Pesan Komentator kelas berat mantan praktisi ini, menunjukkan bahwa lahirnya inovasi Griya Swakarya bukan berangkat dari perspektif kemurnian. Ini terungkap dari pernyataannya “...sy termasuk yang tidak setuju dengan jual beli murabahah model wakalah (tapi bukan berarti salah)...”.Lalu dari perspektif apa produk itu lahir ? inilah yang akan menjadi bahan analisis dalam tulisan bertajuk “Griya Swakarya ; Kemurnian atau Diversifikasi Produk ?”.  

Pesan kedua Komentator kelas berat mantan praktisi, menunjukkan bahwa ia sendiri memandang rendah wakalah yang dijalankan oleh Bank Syariah. Ini terungkap dari pernyataannya “...coba dicek di bank ente, rumah yang dimurabahahin sudah jadi milik bank belum?, paling diwakalahin”.

“Jika bank hendak mewakilkan kepada nasabah untuk membeli barang dari pihak ketiga, akad jual beli murabahah harus dilakukan setelah barang, secara prinsip, menjadi milik bank” [lihat Fatwa DSN MUI No. 04/DSN-MUI/IV/2000 tentang Murabahah dan Kompilasi Hukum Ekonomi Syariah (KHES) pasal 119]. Wakalah merupakan jembatan pemenuhan syarat mutsman, yaitu mutsman harus milik penjual. [Fikih Mu’amalah Maliyyah Jilid Akad Jual Beli, hal 217].

Penulis enggan memberi tanggapan langsung atas pernyataan kedua Komentator kelas berat mantan praktisi itu. Mengingat ia telah menyatakan bahwa penulis hanya berangkat dari kacamata akademisi yang bersemayam idealisme. Apa kata dunia bila ada Dosen yang membaca kalimat sarkastik itu? Atau mungkin sang komentator itu tidak pernah “menelan” bangku kuliah sehingga gaya bahasanya jadi seperti itu ? Atau .... ?
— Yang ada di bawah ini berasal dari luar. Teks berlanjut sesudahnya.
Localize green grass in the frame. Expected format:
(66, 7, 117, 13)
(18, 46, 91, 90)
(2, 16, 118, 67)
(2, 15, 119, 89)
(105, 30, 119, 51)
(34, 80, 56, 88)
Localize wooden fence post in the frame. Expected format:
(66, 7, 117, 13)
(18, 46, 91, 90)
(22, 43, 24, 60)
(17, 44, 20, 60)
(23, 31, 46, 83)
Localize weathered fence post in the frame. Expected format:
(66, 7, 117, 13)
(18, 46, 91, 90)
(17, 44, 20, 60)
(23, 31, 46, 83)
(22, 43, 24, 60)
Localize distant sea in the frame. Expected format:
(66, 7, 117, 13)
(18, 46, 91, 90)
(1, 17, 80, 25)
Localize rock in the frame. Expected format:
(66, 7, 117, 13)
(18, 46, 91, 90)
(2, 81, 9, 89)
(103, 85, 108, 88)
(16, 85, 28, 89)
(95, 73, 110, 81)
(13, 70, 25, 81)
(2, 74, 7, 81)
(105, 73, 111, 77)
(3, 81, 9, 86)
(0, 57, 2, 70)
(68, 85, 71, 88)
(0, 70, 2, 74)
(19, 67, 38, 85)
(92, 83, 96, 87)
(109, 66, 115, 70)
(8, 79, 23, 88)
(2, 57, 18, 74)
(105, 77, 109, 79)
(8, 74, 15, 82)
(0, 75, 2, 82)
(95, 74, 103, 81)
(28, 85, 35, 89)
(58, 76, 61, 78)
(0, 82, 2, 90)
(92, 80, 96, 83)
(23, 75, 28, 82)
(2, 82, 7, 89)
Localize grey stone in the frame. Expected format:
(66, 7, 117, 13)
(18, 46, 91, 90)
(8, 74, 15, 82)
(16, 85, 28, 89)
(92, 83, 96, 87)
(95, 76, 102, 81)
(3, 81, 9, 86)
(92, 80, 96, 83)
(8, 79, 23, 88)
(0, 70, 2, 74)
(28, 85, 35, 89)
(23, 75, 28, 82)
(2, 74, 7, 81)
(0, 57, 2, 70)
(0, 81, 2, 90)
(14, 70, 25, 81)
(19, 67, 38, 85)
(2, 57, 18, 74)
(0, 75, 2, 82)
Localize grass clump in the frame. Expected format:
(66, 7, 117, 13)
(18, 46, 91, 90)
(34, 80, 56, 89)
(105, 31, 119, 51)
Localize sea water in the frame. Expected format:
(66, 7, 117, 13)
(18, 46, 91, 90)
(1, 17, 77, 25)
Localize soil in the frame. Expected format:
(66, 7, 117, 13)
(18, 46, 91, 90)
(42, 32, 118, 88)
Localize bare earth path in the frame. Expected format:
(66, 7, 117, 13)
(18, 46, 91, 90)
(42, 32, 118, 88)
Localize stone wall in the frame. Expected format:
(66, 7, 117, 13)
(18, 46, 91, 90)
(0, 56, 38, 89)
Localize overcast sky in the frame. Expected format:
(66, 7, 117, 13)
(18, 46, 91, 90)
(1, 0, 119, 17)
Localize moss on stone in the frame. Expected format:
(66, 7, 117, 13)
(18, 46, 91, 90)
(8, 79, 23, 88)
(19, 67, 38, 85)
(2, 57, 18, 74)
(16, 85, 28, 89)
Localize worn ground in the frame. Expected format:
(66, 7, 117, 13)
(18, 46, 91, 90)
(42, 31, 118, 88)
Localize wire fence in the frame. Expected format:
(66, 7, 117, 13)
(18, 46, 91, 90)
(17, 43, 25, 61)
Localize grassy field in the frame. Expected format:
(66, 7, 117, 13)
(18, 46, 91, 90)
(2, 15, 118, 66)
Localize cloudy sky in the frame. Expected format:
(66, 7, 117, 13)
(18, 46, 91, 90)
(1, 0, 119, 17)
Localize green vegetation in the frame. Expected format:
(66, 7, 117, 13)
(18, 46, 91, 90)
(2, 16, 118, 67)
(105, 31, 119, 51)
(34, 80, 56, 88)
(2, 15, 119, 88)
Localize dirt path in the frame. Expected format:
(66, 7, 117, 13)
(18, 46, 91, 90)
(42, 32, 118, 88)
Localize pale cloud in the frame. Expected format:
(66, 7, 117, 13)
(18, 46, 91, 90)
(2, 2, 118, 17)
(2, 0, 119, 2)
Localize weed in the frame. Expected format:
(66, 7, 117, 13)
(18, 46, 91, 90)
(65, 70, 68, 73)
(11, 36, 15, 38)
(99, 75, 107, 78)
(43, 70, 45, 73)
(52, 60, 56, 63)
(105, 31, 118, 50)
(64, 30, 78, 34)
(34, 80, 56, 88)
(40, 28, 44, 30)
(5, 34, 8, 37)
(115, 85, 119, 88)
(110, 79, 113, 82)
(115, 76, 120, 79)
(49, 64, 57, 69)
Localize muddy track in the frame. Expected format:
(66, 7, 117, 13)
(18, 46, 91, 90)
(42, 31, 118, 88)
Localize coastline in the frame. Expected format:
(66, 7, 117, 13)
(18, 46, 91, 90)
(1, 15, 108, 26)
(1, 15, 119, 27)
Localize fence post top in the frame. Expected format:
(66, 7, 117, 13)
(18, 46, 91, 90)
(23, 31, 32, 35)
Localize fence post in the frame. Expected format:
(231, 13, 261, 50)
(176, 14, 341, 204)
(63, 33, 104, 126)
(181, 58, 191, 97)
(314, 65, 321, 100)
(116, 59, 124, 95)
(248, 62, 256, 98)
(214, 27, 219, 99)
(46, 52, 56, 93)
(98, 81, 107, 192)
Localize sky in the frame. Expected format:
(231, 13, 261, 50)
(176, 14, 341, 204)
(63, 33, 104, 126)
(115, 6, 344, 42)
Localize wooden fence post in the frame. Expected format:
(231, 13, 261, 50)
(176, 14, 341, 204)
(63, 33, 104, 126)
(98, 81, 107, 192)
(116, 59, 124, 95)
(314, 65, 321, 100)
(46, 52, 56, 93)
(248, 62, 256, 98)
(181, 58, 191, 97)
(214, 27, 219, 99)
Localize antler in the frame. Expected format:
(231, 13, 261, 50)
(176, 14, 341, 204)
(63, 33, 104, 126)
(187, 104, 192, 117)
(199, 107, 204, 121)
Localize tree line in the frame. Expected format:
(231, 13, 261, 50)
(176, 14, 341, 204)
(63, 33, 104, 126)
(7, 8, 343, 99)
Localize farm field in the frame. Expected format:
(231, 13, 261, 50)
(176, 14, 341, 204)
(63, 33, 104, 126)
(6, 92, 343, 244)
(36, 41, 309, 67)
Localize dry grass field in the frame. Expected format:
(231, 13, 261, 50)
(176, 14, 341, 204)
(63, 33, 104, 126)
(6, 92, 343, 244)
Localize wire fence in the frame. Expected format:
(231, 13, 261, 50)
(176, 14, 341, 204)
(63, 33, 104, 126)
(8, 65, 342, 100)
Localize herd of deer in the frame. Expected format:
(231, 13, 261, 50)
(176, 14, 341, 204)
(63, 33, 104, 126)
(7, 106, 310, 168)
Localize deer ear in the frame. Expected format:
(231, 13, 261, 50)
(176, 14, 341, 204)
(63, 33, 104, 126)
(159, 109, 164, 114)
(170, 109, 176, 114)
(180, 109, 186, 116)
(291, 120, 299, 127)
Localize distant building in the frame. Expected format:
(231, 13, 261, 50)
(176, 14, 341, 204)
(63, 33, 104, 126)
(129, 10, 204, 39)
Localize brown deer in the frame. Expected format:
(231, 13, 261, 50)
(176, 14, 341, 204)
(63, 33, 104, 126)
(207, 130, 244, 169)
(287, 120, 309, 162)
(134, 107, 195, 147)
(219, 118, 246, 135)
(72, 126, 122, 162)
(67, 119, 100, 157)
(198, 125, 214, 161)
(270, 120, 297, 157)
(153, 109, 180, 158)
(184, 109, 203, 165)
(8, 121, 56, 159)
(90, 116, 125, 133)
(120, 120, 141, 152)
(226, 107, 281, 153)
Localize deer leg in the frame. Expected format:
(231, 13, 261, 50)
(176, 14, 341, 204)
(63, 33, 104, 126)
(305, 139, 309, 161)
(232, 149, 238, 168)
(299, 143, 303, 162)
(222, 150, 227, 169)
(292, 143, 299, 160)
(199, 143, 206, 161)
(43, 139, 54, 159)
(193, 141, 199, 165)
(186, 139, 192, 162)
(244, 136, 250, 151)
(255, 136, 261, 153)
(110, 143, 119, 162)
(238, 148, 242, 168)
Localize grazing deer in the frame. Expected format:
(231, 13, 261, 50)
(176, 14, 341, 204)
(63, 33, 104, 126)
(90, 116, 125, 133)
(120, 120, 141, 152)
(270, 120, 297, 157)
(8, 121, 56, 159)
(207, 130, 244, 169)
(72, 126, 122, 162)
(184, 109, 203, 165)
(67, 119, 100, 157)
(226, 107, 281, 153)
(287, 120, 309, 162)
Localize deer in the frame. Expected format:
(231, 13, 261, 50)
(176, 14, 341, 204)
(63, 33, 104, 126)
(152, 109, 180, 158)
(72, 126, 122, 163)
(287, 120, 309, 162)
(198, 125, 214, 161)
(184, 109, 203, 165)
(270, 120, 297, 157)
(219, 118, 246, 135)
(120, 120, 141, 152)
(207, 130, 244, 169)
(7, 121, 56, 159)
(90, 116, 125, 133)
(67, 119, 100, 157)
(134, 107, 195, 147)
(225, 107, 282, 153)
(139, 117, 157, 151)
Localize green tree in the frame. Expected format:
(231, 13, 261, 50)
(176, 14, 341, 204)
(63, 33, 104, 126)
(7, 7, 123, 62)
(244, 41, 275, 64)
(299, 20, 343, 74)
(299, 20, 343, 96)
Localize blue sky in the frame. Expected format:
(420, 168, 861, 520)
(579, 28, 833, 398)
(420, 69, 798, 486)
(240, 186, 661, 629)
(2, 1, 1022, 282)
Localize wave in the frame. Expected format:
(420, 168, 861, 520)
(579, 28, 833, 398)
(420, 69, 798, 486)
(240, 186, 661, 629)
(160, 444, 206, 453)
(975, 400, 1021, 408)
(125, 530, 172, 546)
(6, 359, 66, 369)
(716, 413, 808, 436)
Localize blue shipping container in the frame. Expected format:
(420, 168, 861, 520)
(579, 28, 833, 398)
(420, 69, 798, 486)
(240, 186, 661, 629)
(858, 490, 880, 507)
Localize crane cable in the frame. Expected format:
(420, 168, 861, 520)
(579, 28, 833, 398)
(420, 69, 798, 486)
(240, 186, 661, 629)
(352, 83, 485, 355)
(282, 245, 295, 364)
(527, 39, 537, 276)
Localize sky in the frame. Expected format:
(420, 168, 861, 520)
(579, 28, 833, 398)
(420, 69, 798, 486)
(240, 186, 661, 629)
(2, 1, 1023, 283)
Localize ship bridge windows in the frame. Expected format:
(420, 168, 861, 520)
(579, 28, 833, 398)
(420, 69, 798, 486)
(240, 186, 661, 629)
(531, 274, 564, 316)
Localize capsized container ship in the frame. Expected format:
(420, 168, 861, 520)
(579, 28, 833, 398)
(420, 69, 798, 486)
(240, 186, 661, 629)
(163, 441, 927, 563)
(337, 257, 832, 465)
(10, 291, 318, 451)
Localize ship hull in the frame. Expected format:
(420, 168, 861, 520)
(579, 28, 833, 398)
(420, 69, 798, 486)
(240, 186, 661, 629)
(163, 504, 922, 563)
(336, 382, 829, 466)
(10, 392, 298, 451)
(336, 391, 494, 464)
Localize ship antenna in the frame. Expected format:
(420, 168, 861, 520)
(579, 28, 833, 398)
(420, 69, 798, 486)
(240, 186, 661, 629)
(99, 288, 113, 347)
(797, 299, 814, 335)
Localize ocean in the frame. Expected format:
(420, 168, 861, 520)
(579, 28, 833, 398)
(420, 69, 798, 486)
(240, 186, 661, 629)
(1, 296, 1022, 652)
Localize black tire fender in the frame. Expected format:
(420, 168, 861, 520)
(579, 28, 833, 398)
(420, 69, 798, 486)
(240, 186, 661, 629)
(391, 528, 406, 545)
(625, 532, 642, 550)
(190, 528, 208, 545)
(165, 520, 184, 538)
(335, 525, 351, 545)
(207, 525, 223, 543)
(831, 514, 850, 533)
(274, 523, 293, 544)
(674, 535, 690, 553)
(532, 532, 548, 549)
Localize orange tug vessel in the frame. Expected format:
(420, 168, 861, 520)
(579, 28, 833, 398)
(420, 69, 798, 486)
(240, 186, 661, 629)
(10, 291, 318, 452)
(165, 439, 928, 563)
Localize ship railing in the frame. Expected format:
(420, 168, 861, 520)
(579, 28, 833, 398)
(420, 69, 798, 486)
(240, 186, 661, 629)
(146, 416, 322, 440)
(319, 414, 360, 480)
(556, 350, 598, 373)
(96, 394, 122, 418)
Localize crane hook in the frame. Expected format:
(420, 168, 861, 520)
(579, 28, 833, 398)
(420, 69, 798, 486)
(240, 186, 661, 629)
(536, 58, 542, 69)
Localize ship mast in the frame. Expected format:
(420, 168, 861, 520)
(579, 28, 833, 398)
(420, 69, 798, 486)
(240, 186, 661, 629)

Konsekuensi Sebuah Kemurnian
Beberapa tahun ini kampanye kembali kepada kemurnian atau purifikasi agama gencar dilakukan oleh sebagian masyarakat di Indonesia. Mulai dari persoalan fiqh ibadah hingga sampai juga kepada fiqh muamalah. Saking gencarnya kampanye itu, mereka yang ingin sekali disebut sebagai Islam versi Salafi (awas jangan dibaca talafi ya!!) membuat polarisasi dalam dunia dakwah dengan memunculkan istilah “Ustadz Sunnah”.[https://irham-anas.blogspot.co.id/2017/06/ustadz-sunnah.html]. Seakan tidak mau kalah dengan mereka, kelompok lain pun muncul dengan istilah “Ustadz Wajib”. [http://islamictawsia.blogspot.co.id/2017/06/tinggalkan-ustadz-ustadz - sunah - ikuti .html]. Mungkin kita hanya tinggal menunggu waktu muncul kelompok dengan istilah yang tak kalah spektakuler semisal ; Ustadz Mubah, Makruh atau bahkan Haram. Lâ hawla wa lâ quwwata illâ billâh.

Kembali pada topik Griya Swakarya. Sungguh membingungkan jika ada orang yang menganggap bahwa Griya Swakarya merupakan “true murabaha” (Murabahah Yang Benar selanjutnya akan ditulis “kemurnian/murni”). Klaim kemurnian akan mengakibatkan produk skim murabahah lain yang tidak sesuai kaidah Griya Swakarya menjadi tidak murni lagi.  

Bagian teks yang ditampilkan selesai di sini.